Warum ich heute glücklicher bin.

Es gab eine Zeit in meinem Leben, eine sehr lange Zeit, in der ich nicht glücklich war. Unglücklich – das war ich in verschiedenen Bereichen. Unglücklich mit mir selbst, mit den Dingen, die ich besessen habe, mit einigen Menschen, die mich Tag für Tag umgeben haben. Auch, wenn ich diese Periode mittlerweile überstanden habe – es macht mich traurig zu wissen, dass es vielen Menschen genau jetzt ähnlich geht, wie mir damals.

Das mit dem Glück ist so eine Sache. Jeder strebt danach, unser Leben – das ist kein Geheimnis – ist im Grunde darauf ausgerichtet, dass wir glücklich sind. Es ist das höchste Ziel. Wir wollen Geld, Macht, Besitz, viele Freunde, einen geregelten Tagesablauf, Likes. Wofür? Um glücklich zu sein.
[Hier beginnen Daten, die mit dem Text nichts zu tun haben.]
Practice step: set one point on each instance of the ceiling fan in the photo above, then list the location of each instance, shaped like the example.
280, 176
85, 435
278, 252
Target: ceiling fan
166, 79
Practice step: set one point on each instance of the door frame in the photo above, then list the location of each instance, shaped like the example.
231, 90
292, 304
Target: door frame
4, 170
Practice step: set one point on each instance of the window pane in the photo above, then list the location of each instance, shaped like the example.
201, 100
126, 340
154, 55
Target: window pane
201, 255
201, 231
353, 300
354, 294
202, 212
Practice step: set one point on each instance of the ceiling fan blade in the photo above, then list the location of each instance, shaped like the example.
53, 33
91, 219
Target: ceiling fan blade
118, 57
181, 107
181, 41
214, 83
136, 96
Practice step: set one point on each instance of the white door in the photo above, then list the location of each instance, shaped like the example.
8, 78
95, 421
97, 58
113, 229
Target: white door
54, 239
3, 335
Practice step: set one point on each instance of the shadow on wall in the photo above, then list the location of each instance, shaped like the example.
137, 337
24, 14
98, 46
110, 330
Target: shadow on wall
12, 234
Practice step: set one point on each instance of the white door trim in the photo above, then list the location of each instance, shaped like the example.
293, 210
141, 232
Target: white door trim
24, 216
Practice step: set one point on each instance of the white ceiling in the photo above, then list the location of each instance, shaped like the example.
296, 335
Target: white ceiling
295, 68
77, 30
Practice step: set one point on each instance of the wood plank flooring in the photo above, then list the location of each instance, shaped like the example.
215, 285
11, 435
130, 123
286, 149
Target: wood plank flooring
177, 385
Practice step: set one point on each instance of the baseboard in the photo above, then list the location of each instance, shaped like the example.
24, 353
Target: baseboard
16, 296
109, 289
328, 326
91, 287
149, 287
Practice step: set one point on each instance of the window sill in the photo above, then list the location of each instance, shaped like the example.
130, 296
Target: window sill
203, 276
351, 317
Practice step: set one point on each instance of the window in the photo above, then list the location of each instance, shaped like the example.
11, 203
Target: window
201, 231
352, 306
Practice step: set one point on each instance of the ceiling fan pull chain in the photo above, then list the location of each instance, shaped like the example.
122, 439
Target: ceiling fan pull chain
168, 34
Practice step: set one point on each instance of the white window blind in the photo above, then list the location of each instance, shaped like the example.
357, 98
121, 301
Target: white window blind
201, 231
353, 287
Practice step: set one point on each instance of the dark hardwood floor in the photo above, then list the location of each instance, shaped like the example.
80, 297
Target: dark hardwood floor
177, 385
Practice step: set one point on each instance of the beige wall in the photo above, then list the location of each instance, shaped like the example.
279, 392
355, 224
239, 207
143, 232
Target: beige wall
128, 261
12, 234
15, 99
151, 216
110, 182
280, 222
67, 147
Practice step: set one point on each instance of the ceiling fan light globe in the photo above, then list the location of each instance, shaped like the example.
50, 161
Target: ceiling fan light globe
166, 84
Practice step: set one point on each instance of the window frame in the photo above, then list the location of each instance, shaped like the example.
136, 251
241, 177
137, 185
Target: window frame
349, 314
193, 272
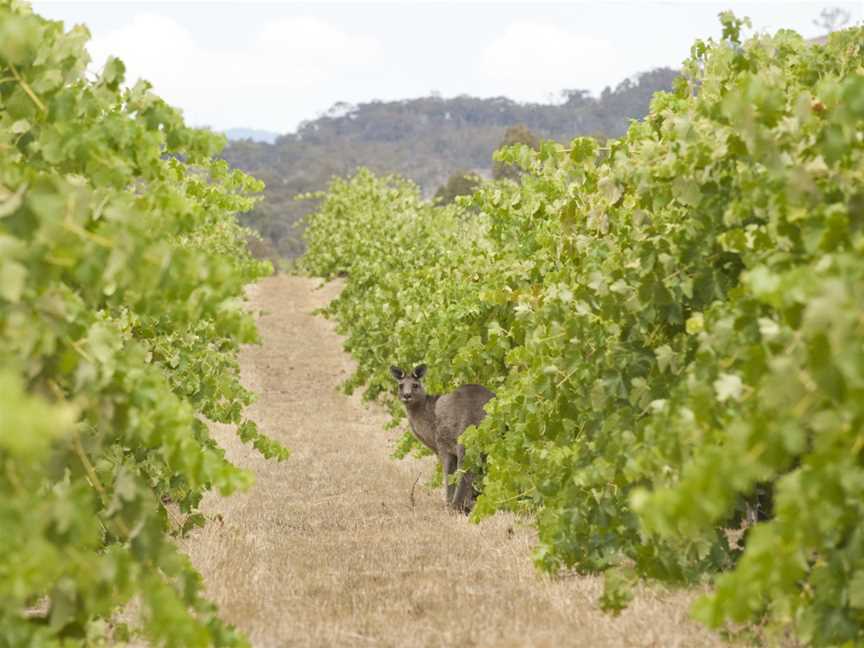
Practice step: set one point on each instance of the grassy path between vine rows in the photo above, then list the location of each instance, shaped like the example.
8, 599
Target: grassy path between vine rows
327, 548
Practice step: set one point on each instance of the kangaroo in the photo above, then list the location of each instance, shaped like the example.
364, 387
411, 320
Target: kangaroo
438, 421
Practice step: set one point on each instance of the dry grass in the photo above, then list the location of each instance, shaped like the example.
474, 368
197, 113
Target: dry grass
327, 550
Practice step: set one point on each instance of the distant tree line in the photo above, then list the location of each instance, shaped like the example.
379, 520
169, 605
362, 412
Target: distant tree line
428, 140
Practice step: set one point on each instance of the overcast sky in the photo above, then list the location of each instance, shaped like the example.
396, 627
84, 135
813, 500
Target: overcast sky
270, 65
Das Ding mit dem Vergleichen

Vergleichen. Das ist ein Handwerk, welches ich (zumindest mein damaliges ich) bis zur Perfektion beherrschte.

„Wow, sie hat so tolle grüne Augen. Warum habe ich keine grünen Augen, sondern Braune? Oh, sie hat genau die perfekte Lücke zwischen ihren Oberschenkeln. Warum hab ich die nicht? Seine Kunst ist viel schöner als meine. Ihr Stil ist viel eleganter als meiner. Sie hat eine Tasche von Chanel. Er kann schöner Klavierspielen, als ich. Sie hat schon viel mehr Länder bereist. Ihre Figur ist viel durchtrainierter. Sie isst gesünder…“

So in etwa könnte man sich meine Gedankengänge vorstellen, während ich wie gebannt aufs Display starrte und mich durch meinen Instagram Feed arbeitete. Jeden Tag, mehrere Stunden lang. In der Schule ging es weiter, zwar nicht Online, aber dafür ganz in echt. Die Gedanken waren gleich.

Irgendwann (und dafür bin ich mir selbst wirklich sehr dankbar) bemerkte ich es. Ich bemerkte, dass es so nicht weiter gehen kann. Ich fing an, mich zu fragen, wozu diese ganze „Vergleicherei“ führen sollte, außer dazu, dass ich mich selbst kaputt machte. Und dann kam er – der berühmte „Klick“ Moment.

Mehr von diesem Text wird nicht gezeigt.